The problem is that Valentine’s Day is meant for women and 2nd grade classrooms. Everything is cute and frilly and so terribly feminine. Oh sure, sometimes an effort is made to reduce the girliness factor of the product, but it’s usually unsuccessful.


It’s… well… they tried.

So I spent a whole fifteen minutes of my life walking up and down aisle after blood-red aisle, wondering if they made a Valentine’s Day treat that looked cool for guys. (They don’t. They don’t make anything that looks cool for girls, either. Valentine’s Day is very uncool.) I was about to give up and buy a generic box of chocolates, when something on the next aisle over caught my eye:


Nerd cups! Yeah!

James and I met playing D&D, so geeky things are the way to go. James is also a guy, living with a guy roommate, which means they have approximately three real plates and two wine glasses between them. It might have been kinder to buy him a whole dining set and some tasteful throw pillows, but a mug for his destitute kitchen was a stepping stone.

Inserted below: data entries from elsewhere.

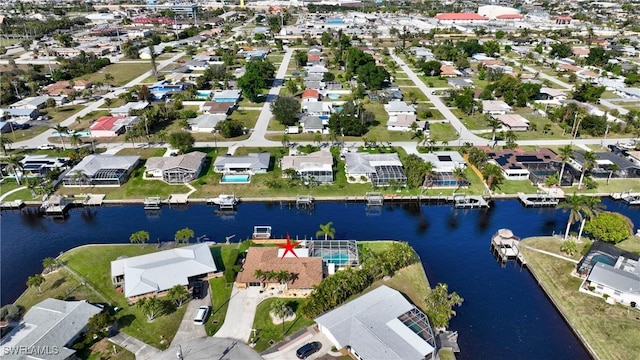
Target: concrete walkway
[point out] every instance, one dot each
(549, 253)
(141, 350)
(240, 313)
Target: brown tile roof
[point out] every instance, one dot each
(307, 271)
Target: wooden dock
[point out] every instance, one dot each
(469, 202)
(541, 199)
(505, 247)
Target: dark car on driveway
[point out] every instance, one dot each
(307, 350)
(196, 290)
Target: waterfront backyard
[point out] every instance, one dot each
(608, 329)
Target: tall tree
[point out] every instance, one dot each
(589, 161)
(565, 152)
(61, 130)
(184, 235)
(575, 205)
(139, 237)
(327, 230)
(36, 282)
(440, 305)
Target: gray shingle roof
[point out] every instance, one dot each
(163, 270)
(370, 325)
(48, 325)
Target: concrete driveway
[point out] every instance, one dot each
(188, 330)
(239, 319)
(288, 350)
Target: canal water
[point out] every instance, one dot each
(505, 314)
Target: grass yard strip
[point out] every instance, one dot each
(599, 323)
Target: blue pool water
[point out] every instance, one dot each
(337, 258)
(604, 259)
(235, 178)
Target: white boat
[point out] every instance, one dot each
(224, 200)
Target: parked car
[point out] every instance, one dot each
(308, 350)
(196, 290)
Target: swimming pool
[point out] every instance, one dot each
(336, 258)
(235, 179)
(603, 259)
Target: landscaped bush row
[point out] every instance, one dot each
(337, 288)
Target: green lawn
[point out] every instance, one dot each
(94, 264)
(443, 132)
(268, 331)
(600, 324)
(122, 72)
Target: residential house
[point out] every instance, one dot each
(217, 108)
(395, 108)
(254, 163)
(305, 271)
(101, 170)
(111, 126)
(35, 103)
(535, 166)
(317, 108)
(312, 124)
(155, 273)
(227, 96)
(178, 169)
(130, 106)
(380, 324)
(611, 272)
(495, 107)
(379, 169)
(41, 165)
(316, 166)
(403, 122)
(513, 122)
(49, 329)
(460, 83)
(206, 123)
(310, 95)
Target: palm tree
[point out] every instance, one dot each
(281, 310)
(574, 204)
(61, 130)
(75, 140)
(139, 237)
(493, 175)
(36, 281)
(4, 142)
(494, 124)
(326, 230)
(587, 164)
(565, 152)
(16, 166)
(592, 206)
(108, 79)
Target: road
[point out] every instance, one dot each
(464, 133)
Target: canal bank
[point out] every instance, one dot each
(598, 325)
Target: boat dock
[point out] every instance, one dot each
(469, 202)
(541, 199)
(56, 205)
(505, 247)
(304, 201)
(12, 205)
(630, 197)
(152, 203)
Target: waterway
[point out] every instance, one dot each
(505, 314)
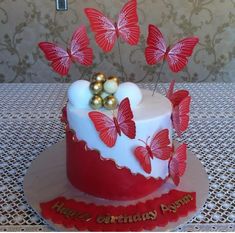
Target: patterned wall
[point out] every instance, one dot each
(23, 23)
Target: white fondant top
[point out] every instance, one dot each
(151, 115)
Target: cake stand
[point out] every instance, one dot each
(46, 179)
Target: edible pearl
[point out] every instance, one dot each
(110, 86)
(110, 102)
(98, 77)
(114, 78)
(96, 87)
(96, 102)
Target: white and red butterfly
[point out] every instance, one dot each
(106, 32)
(78, 51)
(176, 97)
(158, 147)
(177, 164)
(109, 128)
(176, 56)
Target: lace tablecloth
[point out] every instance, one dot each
(29, 123)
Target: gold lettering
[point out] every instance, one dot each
(127, 219)
(153, 214)
(145, 216)
(164, 208)
(137, 218)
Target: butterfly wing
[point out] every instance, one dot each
(177, 163)
(177, 56)
(127, 23)
(79, 47)
(143, 157)
(156, 48)
(125, 119)
(160, 145)
(178, 96)
(180, 117)
(181, 156)
(105, 126)
(59, 58)
(104, 29)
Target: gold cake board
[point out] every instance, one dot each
(46, 179)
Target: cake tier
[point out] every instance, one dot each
(152, 115)
(92, 174)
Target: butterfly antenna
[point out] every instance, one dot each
(147, 140)
(142, 141)
(158, 77)
(120, 57)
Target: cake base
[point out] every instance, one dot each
(46, 179)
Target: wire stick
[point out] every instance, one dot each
(158, 78)
(120, 57)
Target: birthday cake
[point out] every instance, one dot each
(118, 136)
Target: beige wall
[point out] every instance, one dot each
(23, 23)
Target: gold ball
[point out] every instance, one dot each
(96, 102)
(110, 102)
(96, 87)
(98, 77)
(114, 78)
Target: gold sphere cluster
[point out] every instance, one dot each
(103, 90)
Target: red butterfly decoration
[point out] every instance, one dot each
(181, 106)
(176, 56)
(78, 51)
(106, 32)
(159, 148)
(177, 164)
(176, 97)
(109, 128)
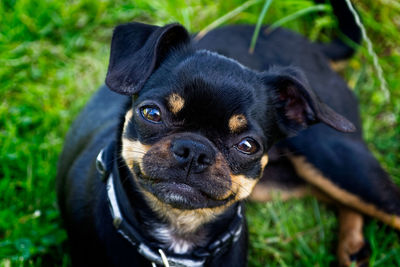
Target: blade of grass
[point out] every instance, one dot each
(225, 18)
(258, 25)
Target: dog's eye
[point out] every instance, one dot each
(248, 146)
(152, 114)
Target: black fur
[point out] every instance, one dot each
(285, 86)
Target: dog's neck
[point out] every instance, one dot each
(180, 231)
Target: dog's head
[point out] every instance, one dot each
(200, 126)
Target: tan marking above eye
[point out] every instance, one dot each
(128, 117)
(264, 161)
(175, 103)
(237, 122)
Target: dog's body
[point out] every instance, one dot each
(156, 164)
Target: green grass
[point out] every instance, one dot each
(53, 56)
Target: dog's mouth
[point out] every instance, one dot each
(178, 194)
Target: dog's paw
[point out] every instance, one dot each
(354, 251)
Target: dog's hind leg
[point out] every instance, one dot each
(346, 171)
(352, 247)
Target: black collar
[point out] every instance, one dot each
(108, 169)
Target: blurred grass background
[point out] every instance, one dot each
(53, 56)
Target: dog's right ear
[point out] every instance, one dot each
(137, 50)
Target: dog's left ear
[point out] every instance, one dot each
(137, 50)
(296, 104)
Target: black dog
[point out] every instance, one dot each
(157, 176)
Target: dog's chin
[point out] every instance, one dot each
(179, 195)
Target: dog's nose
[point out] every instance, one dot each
(196, 155)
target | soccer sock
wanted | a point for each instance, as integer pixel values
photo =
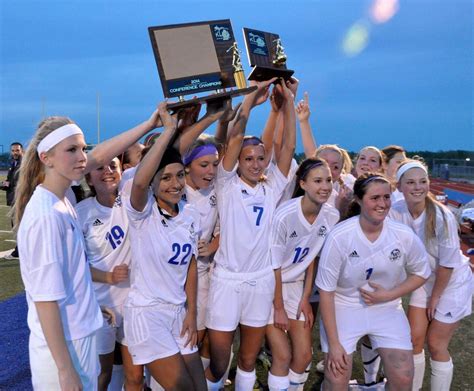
(214, 386)
(371, 360)
(116, 382)
(205, 362)
(277, 383)
(441, 374)
(419, 360)
(297, 380)
(226, 374)
(244, 381)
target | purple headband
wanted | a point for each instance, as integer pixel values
(373, 178)
(196, 153)
(310, 167)
(251, 141)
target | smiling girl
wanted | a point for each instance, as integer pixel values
(369, 159)
(160, 313)
(242, 282)
(368, 263)
(436, 308)
(299, 229)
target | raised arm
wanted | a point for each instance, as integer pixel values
(237, 131)
(147, 167)
(273, 123)
(214, 111)
(289, 131)
(104, 152)
(303, 112)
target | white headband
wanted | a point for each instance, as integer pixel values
(403, 169)
(56, 136)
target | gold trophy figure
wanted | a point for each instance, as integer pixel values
(239, 76)
(280, 56)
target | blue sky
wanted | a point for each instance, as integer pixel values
(412, 84)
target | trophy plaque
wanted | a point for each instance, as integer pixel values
(266, 55)
(198, 57)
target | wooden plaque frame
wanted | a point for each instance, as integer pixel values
(193, 45)
(261, 50)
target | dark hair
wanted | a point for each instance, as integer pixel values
(361, 186)
(390, 151)
(303, 170)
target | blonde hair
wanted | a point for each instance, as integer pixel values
(431, 207)
(31, 172)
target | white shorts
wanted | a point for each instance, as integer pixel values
(244, 298)
(386, 327)
(154, 332)
(44, 372)
(204, 279)
(314, 298)
(108, 334)
(292, 293)
(455, 302)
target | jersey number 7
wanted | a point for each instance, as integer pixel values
(259, 211)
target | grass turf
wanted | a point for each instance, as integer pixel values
(461, 347)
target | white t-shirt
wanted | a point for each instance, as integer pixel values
(205, 202)
(54, 266)
(349, 260)
(107, 244)
(245, 217)
(443, 250)
(294, 241)
(162, 249)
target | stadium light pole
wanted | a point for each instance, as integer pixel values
(98, 118)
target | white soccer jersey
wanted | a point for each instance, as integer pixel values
(444, 249)
(162, 249)
(54, 266)
(332, 197)
(245, 217)
(349, 260)
(205, 202)
(294, 241)
(107, 244)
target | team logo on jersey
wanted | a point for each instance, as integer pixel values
(395, 254)
(192, 233)
(213, 200)
(322, 231)
(97, 222)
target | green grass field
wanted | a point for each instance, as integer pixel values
(462, 345)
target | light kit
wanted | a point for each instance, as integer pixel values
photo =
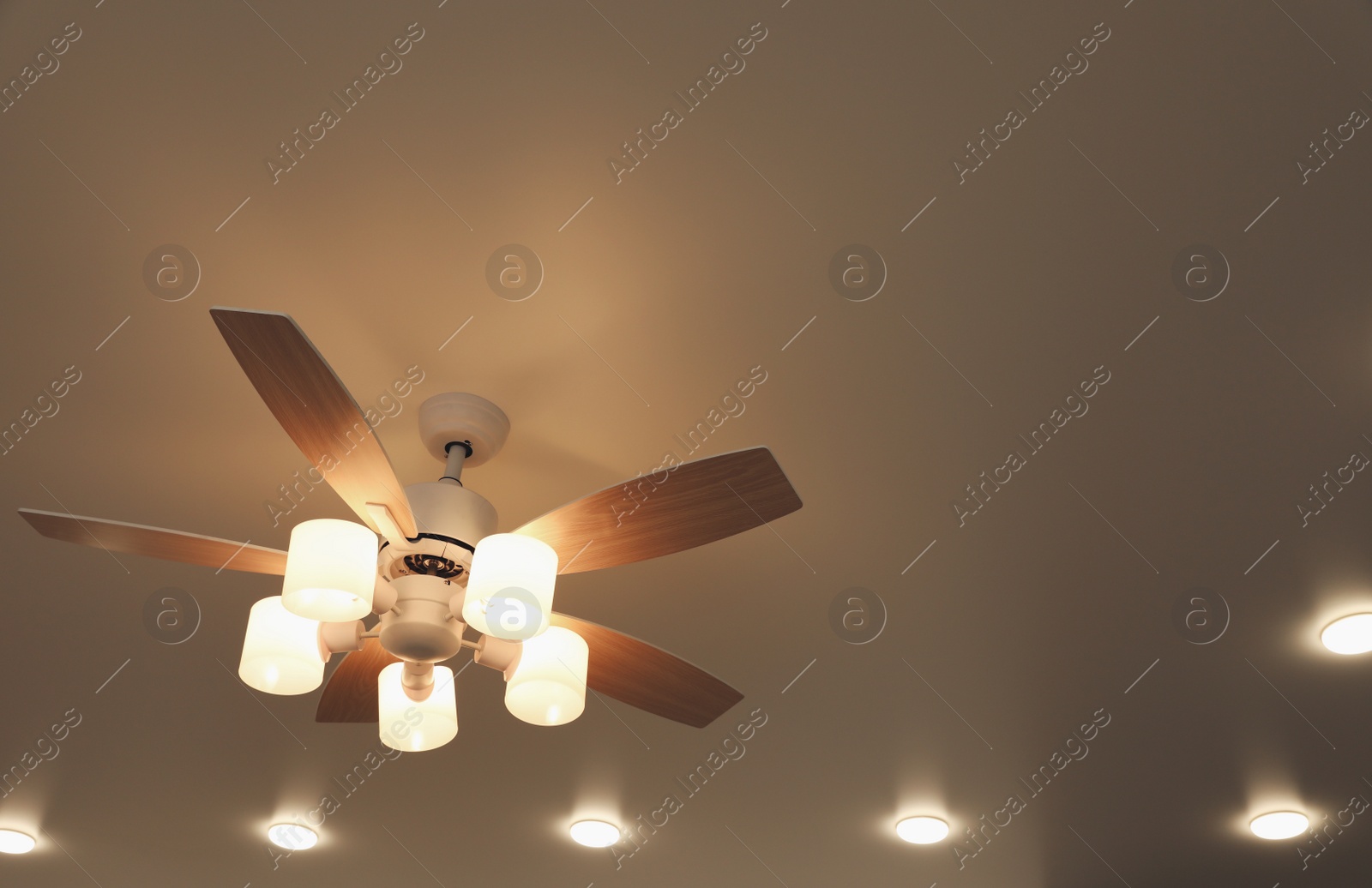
(1349, 635)
(292, 837)
(401, 590)
(923, 830)
(1279, 825)
(594, 833)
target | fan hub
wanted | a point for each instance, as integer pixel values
(422, 627)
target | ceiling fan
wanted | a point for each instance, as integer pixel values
(441, 567)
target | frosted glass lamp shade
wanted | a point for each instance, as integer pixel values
(416, 725)
(281, 651)
(549, 681)
(329, 570)
(509, 594)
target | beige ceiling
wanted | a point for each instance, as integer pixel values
(1054, 602)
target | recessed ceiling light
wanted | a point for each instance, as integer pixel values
(292, 837)
(1349, 635)
(923, 830)
(594, 833)
(1279, 825)
(15, 842)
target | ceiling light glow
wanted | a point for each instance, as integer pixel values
(292, 837)
(15, 842)
(1349, 635)
(923, 830)
(1279, 825)
(594, 833)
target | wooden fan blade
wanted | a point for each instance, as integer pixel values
(350, 693)
(192, 549)
(316, 410)
(670, 512)
(648, 677)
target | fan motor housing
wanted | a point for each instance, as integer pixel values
(450, 521)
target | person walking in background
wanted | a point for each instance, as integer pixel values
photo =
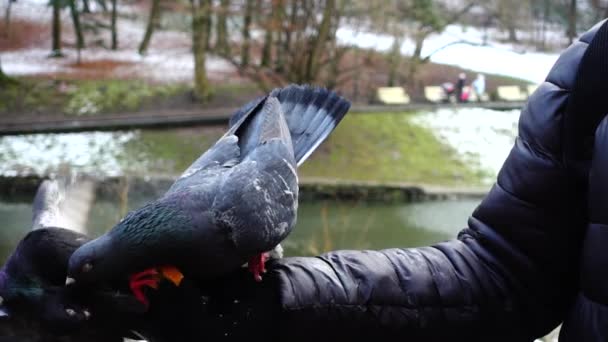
(479, 86)
(462, 77)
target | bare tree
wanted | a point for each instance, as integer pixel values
(56, 29)
(77, 27)
(113, 26)
(153, 22)
(7, 18)
(221, 42)
(201, 11)
(246, 41)
(572, 21)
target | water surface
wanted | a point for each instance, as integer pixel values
(322, 225)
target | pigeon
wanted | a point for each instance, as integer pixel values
(231, 207)
(63, 202)
(34, 302)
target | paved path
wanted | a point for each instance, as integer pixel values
(189, 118)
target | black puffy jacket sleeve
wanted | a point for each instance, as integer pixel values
(510, 275)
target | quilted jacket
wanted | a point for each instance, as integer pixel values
(511, 275)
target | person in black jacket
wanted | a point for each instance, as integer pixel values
(511, 275)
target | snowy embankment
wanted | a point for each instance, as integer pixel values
(462, 47)
(483, 137)
(169, 58)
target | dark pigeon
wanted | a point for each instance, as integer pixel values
(34, 303)
(236, 202)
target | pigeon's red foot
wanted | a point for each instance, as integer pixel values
(256, 265)
(138, 281)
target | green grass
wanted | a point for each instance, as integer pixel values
(387, 147)
(82, 97)
(94, 97)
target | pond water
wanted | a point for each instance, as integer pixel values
(482, 136)
(322, 225)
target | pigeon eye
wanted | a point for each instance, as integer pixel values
(87, 267)
(70, 312)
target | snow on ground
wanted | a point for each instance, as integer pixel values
(95, 153)
(495, 58)
(483, 137)
(169, 58)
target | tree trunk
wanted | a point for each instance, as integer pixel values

There. Valentine’s Day is prepared for.

Now all I have to worry about it what my employers are giving me for Valentine’s Day. And Easter.

The After-Christmas

Christmas is done and gone, the children are back in school, businesses are opening back up, and my friends are planning fun things forty minutes from me, which is why it’s now snowing so heavily that I can’t locate the driveway or two of the children.


These paper snowflakes feel kind of redundant now.

Now that I’m an adult, I’m conflicted about snow. I’m starting to realize that if you want the kids to go to school or want to be able to drive to Target, the roads need to be clear or you will inevitably end up upside-down in a ditch somewhere with children burying you in snow.

(Children never stop trying to bury you in snow after a certain age. It’s instinct.)

Fortunately, it’s snowing on a Saturday, which should give the schools ample time to shovel everything up in preparation for Monday. Unfortunately, it’s snowing so heavily at present that the roads aren’t really roads at all, but more like incidental logging trails covered in petroleum jelly. I foolishly tried to drive south to play some board games with friends today, and I drove for 40 minutes at 25 miles an hour on the highway. If you’re doing the math, that means it took me exactly an hour to realize I would be better off back at home with a cup of tea.

So now I’m back at home with a cup of tea, listening to the sounds of chaos outside my room, and I’m organizing the Christmas presents from my employers.

Yes, there are enough that they have to be organized.


Bottom left: Box of chocolates that are missing most of the coconut variety already.

My employers are very kind and generous people, and Mrs. Parent in particular loves giving gifts that are thoughtfully tailored to the recipient. I’m not sure they quite understand the all-consuming passion I have for magic, fairy tales, etc., but they really do their best. The purse she was particularly proud of, because she knows I like deep browns and across the chest straps.


My favorite, of course, is the tea.

The peculiar tea set they gave me was composed of one single teabag per type of tea, which is artistic if not very practical, and each tea bag has a little leaf on the end of it for decorative purposes. The covered teacup has a little hole in the top which lets the teabag string through, allowing one to steep their tea without it going cold.


Much like in fancy restaurants, you know the food is too classy for you when there’s so little of it.

Naturally the teacup can be re-purposed to fit regular teabags with enough folding and stuffing.

So now I’m stuck inside the house, but I have my own little oasis, lit by Christmas candles and smelling like chocolates and tea. It’s almost enough to forget that there are three to six boys outside my room, gleefully smacking each other with their new stuffed Pikachus.

I also gave them extreme dot-to-dot books so that they have something that requires sitting quietly for hours at a time. It doesn’t sound like they’re using them.


Don’t tell anyone I’m still playing holiday music. This could be the fourteenth day of Christmas.